One bite into a visit to Kansas City, and it’s easy to pick ten things to like about this friendly town. (KC, Kansas and KC, Missouri both share a common metropolitan area collectively known as Kansas City; the Missouri River splits the city into a KC on each side of the two states.) Once you make it to Kansas City, you’ll wonder why you hadn’t ventured there sooner. Though I could easily give you a hundred reasons to love KC, here are my Top 5. If you have other ideas, jump in. The water’s fine.
The Austin area has Snow’s, Dallas has Sonny Bryan’s, and Kansas City has Arthur Bryant’s Barbeque. And Gates Bar-B-Q.Fiorella’s Jack Stack Barbecue. And Oklahoma Joe’s Barbecue, plus nearly a hundred other smokin’ meat palaces across the metropolitan area. Each is a little different, but in a trek through the world of KC Cue last week, I still can’t pick an outright winner, though I gotta say the paper-thin sliced brisket and hand-cut, fried-in-lard french fries at Arthur Bryant’s were among the best things I’ve ever tasted.

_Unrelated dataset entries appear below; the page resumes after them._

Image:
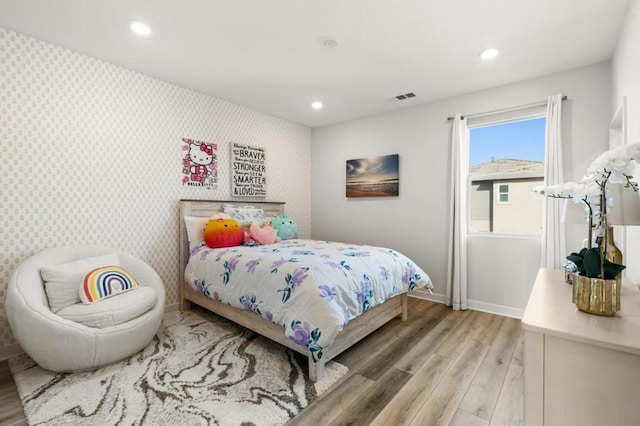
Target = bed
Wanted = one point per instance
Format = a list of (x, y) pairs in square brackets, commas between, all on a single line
[(289, 291)]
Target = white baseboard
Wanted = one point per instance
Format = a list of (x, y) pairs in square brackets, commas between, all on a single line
[(7, 352), (506, 311)]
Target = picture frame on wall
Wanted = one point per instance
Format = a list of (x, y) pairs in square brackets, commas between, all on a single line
[(373, 177)]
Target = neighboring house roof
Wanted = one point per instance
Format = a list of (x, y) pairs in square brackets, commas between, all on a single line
[(507, 168)]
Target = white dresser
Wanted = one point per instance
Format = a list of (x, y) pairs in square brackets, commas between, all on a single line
[(580, 369)]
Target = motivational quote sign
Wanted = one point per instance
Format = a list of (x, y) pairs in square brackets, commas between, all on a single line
[(248, 174)]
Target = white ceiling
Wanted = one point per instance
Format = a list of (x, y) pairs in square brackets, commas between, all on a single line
[(266, 54)]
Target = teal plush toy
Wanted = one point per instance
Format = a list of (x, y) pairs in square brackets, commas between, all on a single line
[(285, 227)]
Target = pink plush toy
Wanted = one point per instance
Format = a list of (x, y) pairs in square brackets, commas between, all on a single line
[(264, 235)]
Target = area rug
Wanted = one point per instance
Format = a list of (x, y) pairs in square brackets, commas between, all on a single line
[(201, 370)]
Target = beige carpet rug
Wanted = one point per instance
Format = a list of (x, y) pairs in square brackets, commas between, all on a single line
[(201, 370)]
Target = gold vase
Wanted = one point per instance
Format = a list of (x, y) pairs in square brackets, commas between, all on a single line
[(597, 296), (613, 253)]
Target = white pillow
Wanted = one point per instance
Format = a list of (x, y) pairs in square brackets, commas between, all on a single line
[(61, 282), (113, 310)]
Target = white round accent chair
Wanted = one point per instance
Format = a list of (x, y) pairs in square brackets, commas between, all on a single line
[(61, 344)]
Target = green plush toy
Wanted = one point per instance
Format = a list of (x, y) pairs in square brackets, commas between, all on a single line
[(285, 227)]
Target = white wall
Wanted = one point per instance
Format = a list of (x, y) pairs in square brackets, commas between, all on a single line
[(91, 154), (415, 222), (626, 82)]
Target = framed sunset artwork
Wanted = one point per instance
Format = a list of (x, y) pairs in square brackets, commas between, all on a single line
[(373, 177)]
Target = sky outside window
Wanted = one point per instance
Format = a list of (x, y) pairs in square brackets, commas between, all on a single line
[(520, 140)]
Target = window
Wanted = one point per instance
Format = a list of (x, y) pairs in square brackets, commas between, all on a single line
[(506, 161), (503, 194)]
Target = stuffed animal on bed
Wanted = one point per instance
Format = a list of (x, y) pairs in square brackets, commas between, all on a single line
[(223, 232), (285, 227), (262, 235)]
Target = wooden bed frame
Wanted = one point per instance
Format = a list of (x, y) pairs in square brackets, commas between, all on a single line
[(353, 332)]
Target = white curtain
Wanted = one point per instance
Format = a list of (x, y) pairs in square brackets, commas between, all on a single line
[(457, 259), (553, 236)]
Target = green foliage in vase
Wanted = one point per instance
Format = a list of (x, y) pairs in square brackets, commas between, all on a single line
[(588, 264)]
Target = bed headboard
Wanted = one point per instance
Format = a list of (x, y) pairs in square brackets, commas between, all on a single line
[(207, 208)]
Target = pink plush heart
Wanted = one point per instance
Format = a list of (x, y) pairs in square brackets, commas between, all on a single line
[(264, 235)]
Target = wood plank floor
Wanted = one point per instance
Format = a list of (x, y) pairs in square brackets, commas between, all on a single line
[(440, 367)]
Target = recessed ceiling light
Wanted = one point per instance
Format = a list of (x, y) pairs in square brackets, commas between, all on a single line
[(328, 42), (489, 54), (139, 28)]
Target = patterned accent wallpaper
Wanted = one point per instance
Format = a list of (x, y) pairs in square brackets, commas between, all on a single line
[(91, 153)]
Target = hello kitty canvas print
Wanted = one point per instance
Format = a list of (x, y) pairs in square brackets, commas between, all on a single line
[(199, 163)]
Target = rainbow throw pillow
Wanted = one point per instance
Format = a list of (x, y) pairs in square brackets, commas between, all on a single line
[(105, 282)]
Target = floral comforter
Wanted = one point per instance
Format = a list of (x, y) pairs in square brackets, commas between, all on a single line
[(312, 288)]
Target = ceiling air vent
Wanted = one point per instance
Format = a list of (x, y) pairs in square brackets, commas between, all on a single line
[(402, 97)]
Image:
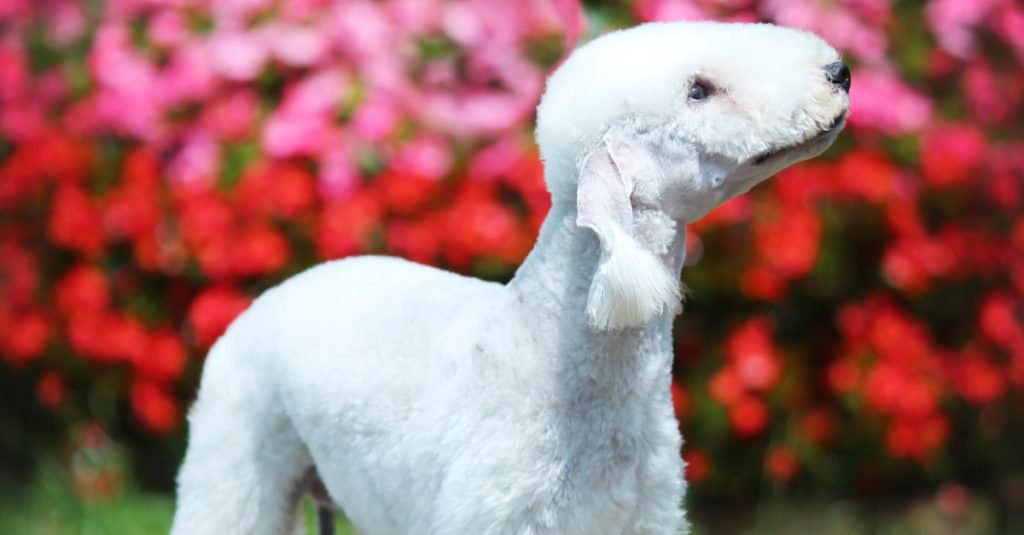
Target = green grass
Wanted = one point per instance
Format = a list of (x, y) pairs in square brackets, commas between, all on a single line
[(49, 507)]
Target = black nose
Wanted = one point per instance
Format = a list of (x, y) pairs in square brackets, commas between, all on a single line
[(839, 74)]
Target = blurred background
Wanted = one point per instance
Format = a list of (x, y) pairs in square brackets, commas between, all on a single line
[(851, 358)]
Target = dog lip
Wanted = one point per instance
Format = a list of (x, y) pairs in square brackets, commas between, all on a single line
[(836, 124)]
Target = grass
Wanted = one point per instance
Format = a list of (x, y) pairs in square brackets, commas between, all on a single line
[(48, 506)]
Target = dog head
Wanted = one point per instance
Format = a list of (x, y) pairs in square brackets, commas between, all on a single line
[(662, 123)]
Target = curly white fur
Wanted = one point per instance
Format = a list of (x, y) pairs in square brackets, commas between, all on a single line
[(433, 403)]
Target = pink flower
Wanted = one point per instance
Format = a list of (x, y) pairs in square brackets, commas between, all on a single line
[(339, 177), (375, 119), (669, 10), (883, 101), (167, 28), (237, 54), (295, 45), (425, 156), (287, 133), (231, 118), (197, 163)]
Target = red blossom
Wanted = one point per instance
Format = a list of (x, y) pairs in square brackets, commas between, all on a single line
[(781, 464), (749, 416), (82, 290), (866, 174), (697, 465), (977, 378), (155, 408), (164, 359), (258, 250), (75, 220), (916, 439), (26, 336), (345, 225), (751, 352), (790, 242), (213, 311)]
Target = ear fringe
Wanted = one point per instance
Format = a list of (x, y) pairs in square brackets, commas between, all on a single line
[(631, 286)]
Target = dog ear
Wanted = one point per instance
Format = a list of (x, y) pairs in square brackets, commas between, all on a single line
[(631, 285)]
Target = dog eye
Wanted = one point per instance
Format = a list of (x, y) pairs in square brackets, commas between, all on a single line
[(699, 90)]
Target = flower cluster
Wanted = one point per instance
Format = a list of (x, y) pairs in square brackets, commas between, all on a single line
[(163, 161)]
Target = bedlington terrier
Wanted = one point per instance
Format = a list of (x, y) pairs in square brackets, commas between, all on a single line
[(427, 402)]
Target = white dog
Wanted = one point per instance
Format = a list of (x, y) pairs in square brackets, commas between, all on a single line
[(428, 402)]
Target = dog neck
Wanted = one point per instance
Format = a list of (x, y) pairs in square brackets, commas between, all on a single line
[(553, 283)]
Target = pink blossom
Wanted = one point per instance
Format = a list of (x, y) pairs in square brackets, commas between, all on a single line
[(883, 101), (361, 29), (953, 23), (167, 28), (237, 55), (669, 10), (231, 117), (321, 92), (497, 159), (188, 75), (68, 22), (292, 133), (984, 96), (425, 156), (294, 45), (375, 119), (842, 24), (416, 16), (198, 163)]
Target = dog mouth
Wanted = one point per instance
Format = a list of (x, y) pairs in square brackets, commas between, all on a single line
[(820, 136)]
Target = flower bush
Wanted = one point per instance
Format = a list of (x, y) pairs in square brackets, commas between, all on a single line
[(857, 323)]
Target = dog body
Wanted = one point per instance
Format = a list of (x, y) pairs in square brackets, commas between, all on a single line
[(433, 403)]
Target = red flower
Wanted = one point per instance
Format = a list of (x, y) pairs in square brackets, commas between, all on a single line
[(75, 221), (132, 209), (82, 289), (761, 282), (916, 438), (818, 425), (697, 465), (749, 416), (406, 193), (998, 321), (26, 337), (781, 464), (978, 379), (866, 174), (260, 250), (213, 311), (790, 243), (51, 391), (283, 190), (155, 408), (751, 351), (345, 225), (419, 241), (164, 359)]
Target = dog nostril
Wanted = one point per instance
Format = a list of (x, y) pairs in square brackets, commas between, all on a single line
[(839, 74)]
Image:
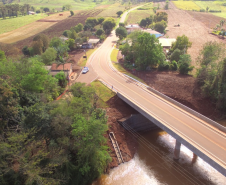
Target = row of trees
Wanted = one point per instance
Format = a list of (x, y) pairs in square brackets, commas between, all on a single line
[(157, 22), (14, 10), (44, 141)]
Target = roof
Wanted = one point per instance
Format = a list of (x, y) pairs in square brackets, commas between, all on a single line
[(47, 67), (93, 41), (57, 67), (166, 42)]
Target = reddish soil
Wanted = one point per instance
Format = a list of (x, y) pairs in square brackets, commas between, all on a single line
[(54, 31), (127, 144), (194, 25)]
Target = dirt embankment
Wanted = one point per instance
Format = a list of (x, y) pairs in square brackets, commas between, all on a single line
[(127, 143)]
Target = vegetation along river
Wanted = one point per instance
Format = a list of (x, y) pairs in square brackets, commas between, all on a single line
[(154, 165)]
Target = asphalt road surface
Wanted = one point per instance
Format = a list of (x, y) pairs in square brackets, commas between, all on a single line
[(200, 134)]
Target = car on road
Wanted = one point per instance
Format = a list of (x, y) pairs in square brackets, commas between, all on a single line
[(85, 70)]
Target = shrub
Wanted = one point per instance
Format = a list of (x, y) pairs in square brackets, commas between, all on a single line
[(164, 65), (173, 66)]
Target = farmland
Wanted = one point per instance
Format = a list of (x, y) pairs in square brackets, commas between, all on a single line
[(186, 5), (136, 15), (14, 23), (30, 29)]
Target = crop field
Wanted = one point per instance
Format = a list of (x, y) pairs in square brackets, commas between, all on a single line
[(57, 4), (136, 15), (213, 6), (10, 24), (51, 29), (186, 5), (32, 28)]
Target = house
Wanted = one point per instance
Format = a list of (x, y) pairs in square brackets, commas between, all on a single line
[(94, 42), (132, 27), (166, 42), (63, 38), (153, 32), (31, 13), (87, 46), (56, 68)]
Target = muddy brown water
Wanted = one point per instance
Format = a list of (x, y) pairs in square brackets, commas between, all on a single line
[(154, 165)]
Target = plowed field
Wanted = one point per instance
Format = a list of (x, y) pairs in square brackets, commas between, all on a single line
[(49, 28), (194, 25)]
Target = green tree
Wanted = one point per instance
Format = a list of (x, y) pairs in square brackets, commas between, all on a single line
[(160, 26), (182, 43), (185, 64), (121, 32), (100, 20), (99, 32), (72, 13), (108, 25), (49, 56), (176, 55), (119, 13)]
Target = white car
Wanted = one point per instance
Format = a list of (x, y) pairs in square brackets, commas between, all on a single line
[(85, 70)]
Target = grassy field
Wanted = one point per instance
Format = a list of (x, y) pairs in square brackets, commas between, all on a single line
[(82, 62), (103, 92), (58, 4), (213, 5), (136, 15), (186, 5), (10, 24)]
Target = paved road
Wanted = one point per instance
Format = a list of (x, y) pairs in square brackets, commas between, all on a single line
[(198, 133)]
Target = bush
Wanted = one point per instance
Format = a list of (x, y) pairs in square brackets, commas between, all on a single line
[(163, 66), (173, 66)]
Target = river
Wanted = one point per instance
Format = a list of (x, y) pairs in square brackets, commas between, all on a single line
[(154, 165)]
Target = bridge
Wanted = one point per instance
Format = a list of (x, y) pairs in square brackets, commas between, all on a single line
[(204, 137)]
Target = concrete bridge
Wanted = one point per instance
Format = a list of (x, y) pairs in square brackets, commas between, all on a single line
[(191, 143)]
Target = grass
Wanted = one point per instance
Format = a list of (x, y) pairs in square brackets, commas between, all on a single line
[(103, 92), (11, 24), (119, 67), (82, 62), (213, 6), (186, 5), (135, 16), (58, 4)]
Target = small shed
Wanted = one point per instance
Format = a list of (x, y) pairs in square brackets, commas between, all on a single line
[(67, 68), (153, 32), (166, 42), (94, 42)]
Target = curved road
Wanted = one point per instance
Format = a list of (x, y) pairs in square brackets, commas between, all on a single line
[(200, 134)]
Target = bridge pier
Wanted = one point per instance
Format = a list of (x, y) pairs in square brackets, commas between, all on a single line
[(177, 150)]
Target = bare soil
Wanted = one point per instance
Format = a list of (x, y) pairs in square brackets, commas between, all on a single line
[(127, 144), (194, 25)]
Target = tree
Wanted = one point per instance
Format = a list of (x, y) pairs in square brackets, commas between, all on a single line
[(67, 7), (99, 32), (119, 13), (78, 28), (176, 55), (160, 26), (49, 56), (182, 43), (62, 81), (108, 25), (185, 64), (143, 23), (121, 32), (100, 20), (72, 13), (71, 43)]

2. Power and Light District
What Dallas’ Victory could only hope to become, the renovated entertainment district in the heart of downtown KC is a neon-lit swath of trendy bars, casual nightclubs, safe sidewalks, and the best place to mingle after dark.
3. The Blue Room
Just off the famed 18th and Vine, the Blue Room jazz club anchors the American Jazz Museum. If you’re thinking smoke, dim lighting, tight corners, and loud music, you’re not at the Blue Room. Instead, the smoke-free zone has a tiny stage up front, roomy seats, strong drinks, great sight lines, boomy acoustics, and an ever-changing lineup of local jazz combos playing everything from the classics to Pat Metheny. Keep your voice down, too: the jazz does the talking; you’re expected to do the listening.
4. Fountains and Boulevards
Hundreds of them, just like Rome. And almost as stunning.
It’s one of America’s National museums, and it’s worth a visit–even if you don’t care to learn about The War. All the cool stuff is here–artifacts like surgical field instruments, weapons, uniforms, journals, maps, flags–displayed in an interactive way that puts the War in the context of world affairs. And it’s all neatly laid out along a time line that explains how the world got into and out of that mess…and why it’s similar to current events.